ActionMapper: bound serialization breadth, move SQLite write off the action thread #1

Open
opened 2026-05-23 20:54:16 +00:00 by coilysiren · 0 comments
Owner

Originally filed by @coilysiren on 2026-05-19T02:33:38Z - https://github.com/coilysiren/eco-replay/issues/8

Problem - With eco-replay installed, a single player click on the live server (coilysiren/infrastructure#183) allocated enough memory to freeze kai-server. Idle play was fine. Two structural bugs in the recorder make this possible.

Bug 1: ActionMapper.ToRow serialization is bounded in depth but not breadth.

BodySettings sets MaxDepth = 2, which only constrains nesting.
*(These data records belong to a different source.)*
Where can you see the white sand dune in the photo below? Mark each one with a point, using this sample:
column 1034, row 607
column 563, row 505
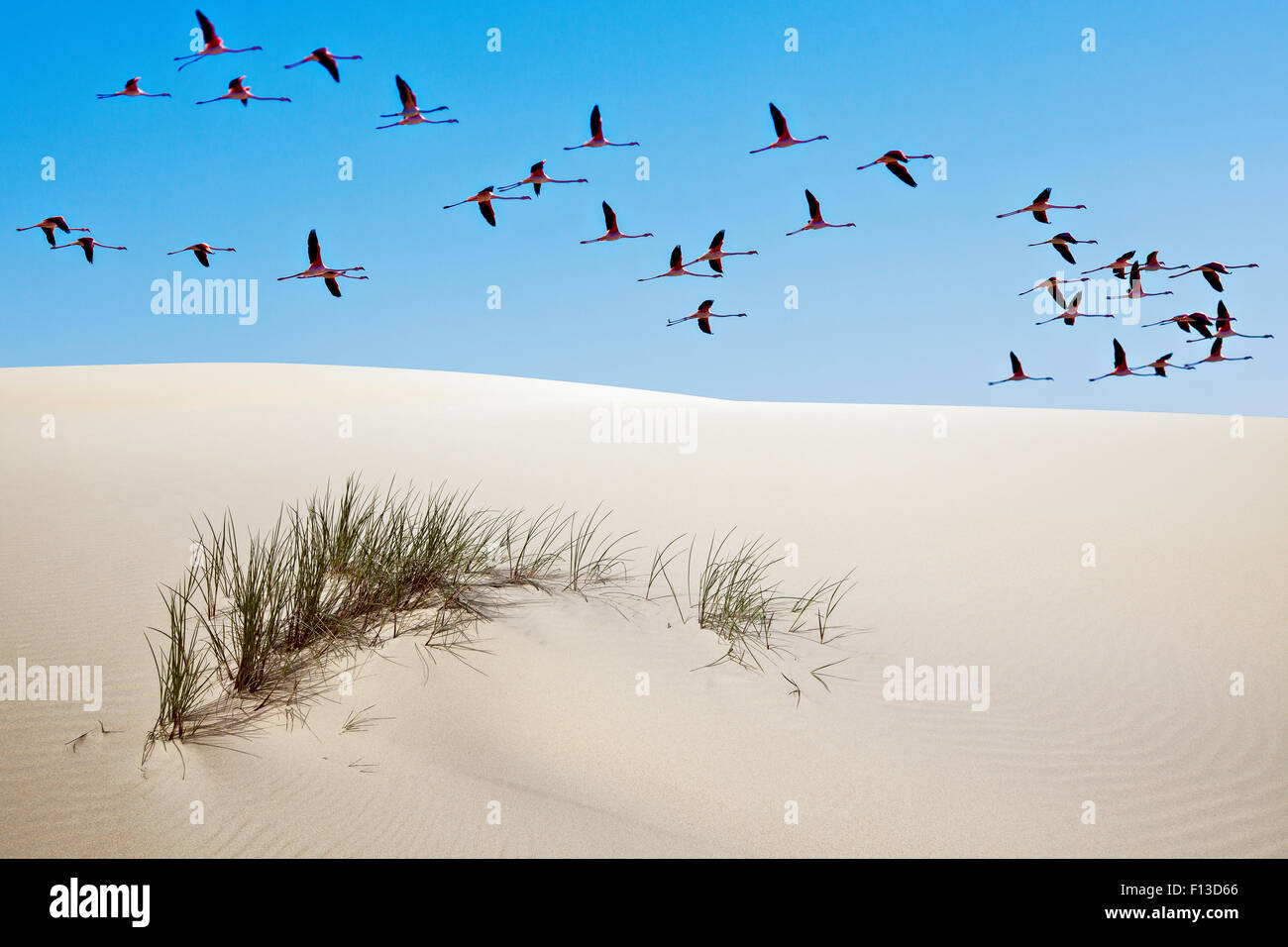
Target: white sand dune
column 1108, row 684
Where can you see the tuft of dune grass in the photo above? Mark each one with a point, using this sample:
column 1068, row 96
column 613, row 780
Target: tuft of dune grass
column 258, row 616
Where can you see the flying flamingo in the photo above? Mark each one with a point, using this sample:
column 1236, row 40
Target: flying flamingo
column 1051, row 285
column 1121, row 368
column 703, row 316
column 1061, row 243
column 1134, row 289
column 1160, row 365
column 132, row 88
column 320, row 269
column 612, row 232
column 202, row 252
column 1041, row 205
column 785, row 137
column 894, row 162
column 1119, row 266
column 1018, row 373
column 1215, row 356
column 1153, row 264
column 484, row 198
column 596, row 136
column 241, row 93
column 815, row 217
column 411, row 112
column 1199, row 320
column 537, row 178
column 50, row 224
column 1072, row 313
column 1212, row 272
column 1224, row 330
column 716, row 253
column 214, row 46
column 678, row 268
column 88, row 245
column 326, row 58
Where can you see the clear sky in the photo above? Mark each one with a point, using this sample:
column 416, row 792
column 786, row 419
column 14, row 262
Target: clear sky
column 917, row 304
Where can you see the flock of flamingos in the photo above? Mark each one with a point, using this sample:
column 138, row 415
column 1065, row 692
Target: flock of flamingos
column 896, row 161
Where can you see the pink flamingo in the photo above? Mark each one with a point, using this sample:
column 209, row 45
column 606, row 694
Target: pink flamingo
column 411, row 112
column 612, row 232
column 703, row 316
column 1198, row 320
column 484, row 198
column 202, row 252
column 1134, row 289
column 1061, row 243
column 537, row 178
column 237, row 90
column 596, row 136
column 326, row 58
column 1224, row 328
column 1041, row 205
column 1018, row 373
column 1121, row 368
column 785, row 137
column 1072, row 313
column 53, row 223
column 716, row 253
column 1160, row 365
column 1153, row 264
column 320, row 269
column 88, row 245
column 894, row 162
column 678, row 268
column 815, row 217
column 1215, row 356
column 1119, row 266
column 214, row 46
column 1212, row 272
column 132, row 88
column 1051, row 285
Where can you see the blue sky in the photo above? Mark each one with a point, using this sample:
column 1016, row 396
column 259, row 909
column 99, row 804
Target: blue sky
column 917, row 304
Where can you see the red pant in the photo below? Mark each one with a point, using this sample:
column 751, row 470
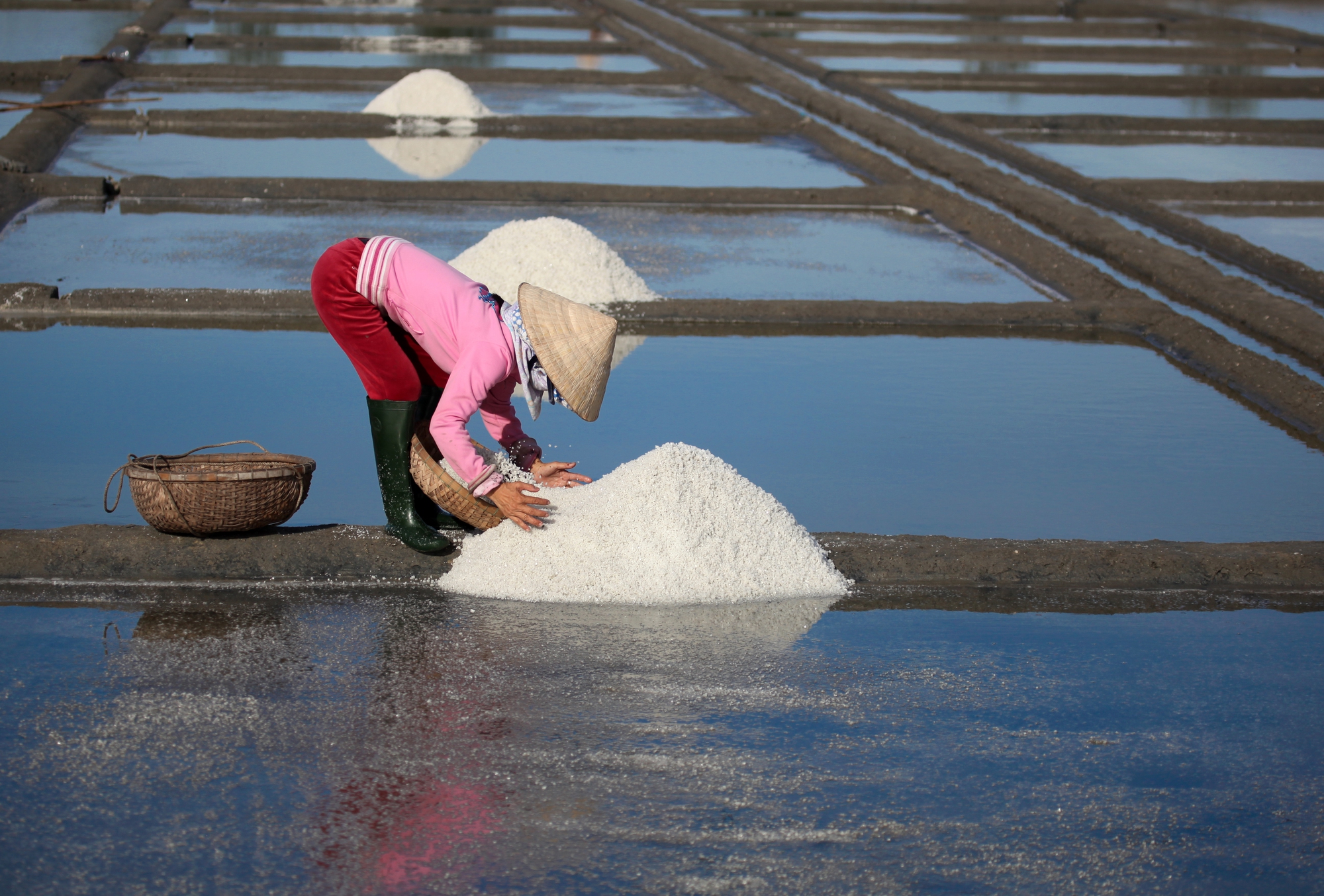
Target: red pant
column 391, row 365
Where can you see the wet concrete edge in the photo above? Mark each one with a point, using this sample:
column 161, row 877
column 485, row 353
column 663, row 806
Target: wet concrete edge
column 138, row 554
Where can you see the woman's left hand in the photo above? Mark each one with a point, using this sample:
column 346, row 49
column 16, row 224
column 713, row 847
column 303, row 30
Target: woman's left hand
column 557, row 474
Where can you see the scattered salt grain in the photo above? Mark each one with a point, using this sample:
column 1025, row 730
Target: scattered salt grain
column 676, row 526
column 555, row 255
column 509, row 470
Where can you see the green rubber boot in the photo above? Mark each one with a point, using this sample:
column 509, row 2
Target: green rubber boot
column 393, row 428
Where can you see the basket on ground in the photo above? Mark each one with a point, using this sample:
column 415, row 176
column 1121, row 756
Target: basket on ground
column 215, row 493
column 440, row 486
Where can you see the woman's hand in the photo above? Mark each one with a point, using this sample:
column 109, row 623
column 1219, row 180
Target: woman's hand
column 513, row 501
column 557, row 474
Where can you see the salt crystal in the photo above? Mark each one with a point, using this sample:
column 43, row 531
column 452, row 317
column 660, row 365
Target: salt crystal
column 555, row 255
column 676, row 526
column 430, row 93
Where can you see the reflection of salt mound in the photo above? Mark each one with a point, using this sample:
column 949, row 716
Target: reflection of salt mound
column 676, row 526
column 676, row 632
column 428, row 95
column 555, row 255
column 430, row 158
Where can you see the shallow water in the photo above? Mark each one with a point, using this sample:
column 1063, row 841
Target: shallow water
column 504, row 100
column 890, row 435
column 1302, row 17
column 1188, row 161
column 1010, row 104
column 1301, row 239
column 381, row 744
column 787, row 162
column 680, row 253
column 258, row 56
column 51, row 34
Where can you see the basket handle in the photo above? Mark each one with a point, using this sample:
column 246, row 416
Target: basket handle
column 177, row 457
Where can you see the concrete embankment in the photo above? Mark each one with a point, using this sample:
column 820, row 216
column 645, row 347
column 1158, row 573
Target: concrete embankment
column 137, row 554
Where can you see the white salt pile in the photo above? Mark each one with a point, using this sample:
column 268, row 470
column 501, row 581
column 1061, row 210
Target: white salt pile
column 430, row 93
column 426, row 95
column 555, row 255
column 676, row 526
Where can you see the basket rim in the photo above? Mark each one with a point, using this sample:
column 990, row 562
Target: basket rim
column 419, row 449
column 292, row 465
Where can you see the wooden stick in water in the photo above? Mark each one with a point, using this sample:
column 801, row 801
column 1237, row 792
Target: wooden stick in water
column 11, row 107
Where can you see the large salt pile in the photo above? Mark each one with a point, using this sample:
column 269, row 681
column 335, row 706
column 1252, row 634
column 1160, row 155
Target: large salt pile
column 427, row 95
column 676, row 526
column 555, row 255
column 430, row 93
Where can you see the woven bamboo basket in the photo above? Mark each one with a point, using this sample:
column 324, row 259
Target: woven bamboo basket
column 215, row 493
column 449, row 496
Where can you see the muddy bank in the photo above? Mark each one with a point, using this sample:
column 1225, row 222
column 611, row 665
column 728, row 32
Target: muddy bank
column 137, row 554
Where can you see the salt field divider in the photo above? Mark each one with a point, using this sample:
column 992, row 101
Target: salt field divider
column 1180, row 276
column 1129, row 130
column 401, row 44
column 275, row 124
column 344, row 554
column 330, row 17
column 1114, row 85
column 1286, row 58
column 1247, row 377
column 36, row 141
column 322, row 79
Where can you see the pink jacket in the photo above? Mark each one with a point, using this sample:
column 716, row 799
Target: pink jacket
column 467, row 338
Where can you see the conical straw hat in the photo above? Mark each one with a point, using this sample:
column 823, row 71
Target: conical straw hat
column 575, row 345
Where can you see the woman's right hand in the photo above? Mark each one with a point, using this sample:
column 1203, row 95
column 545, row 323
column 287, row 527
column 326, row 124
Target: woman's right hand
column 521, row 508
ShallowResolver short-circuits properties whose declared PropertyType.FullName is exactly one of User / ItemStack / WorldObject / Deed. That misses:

  • Properties typed as object, IAlias, IOwned, or any interface / base class. Runtime type doesn't match the FullName exact-match, so Newtonsoft enumerates.
  • Properties typed as IEnumerable<T>, IList<T>, IDictionary<,>, HashSet<T> of complex Eco entities (inventories, chunks, world-object lists, property graphs). MaxDepth=2 lets each element be fully expanded one layer.
  • Newtonsoft's Error handler swallows exceptions but doesn't stop enumeration. A 100k-element collection of complex objects allocates GB of intermediate strings before anything errors.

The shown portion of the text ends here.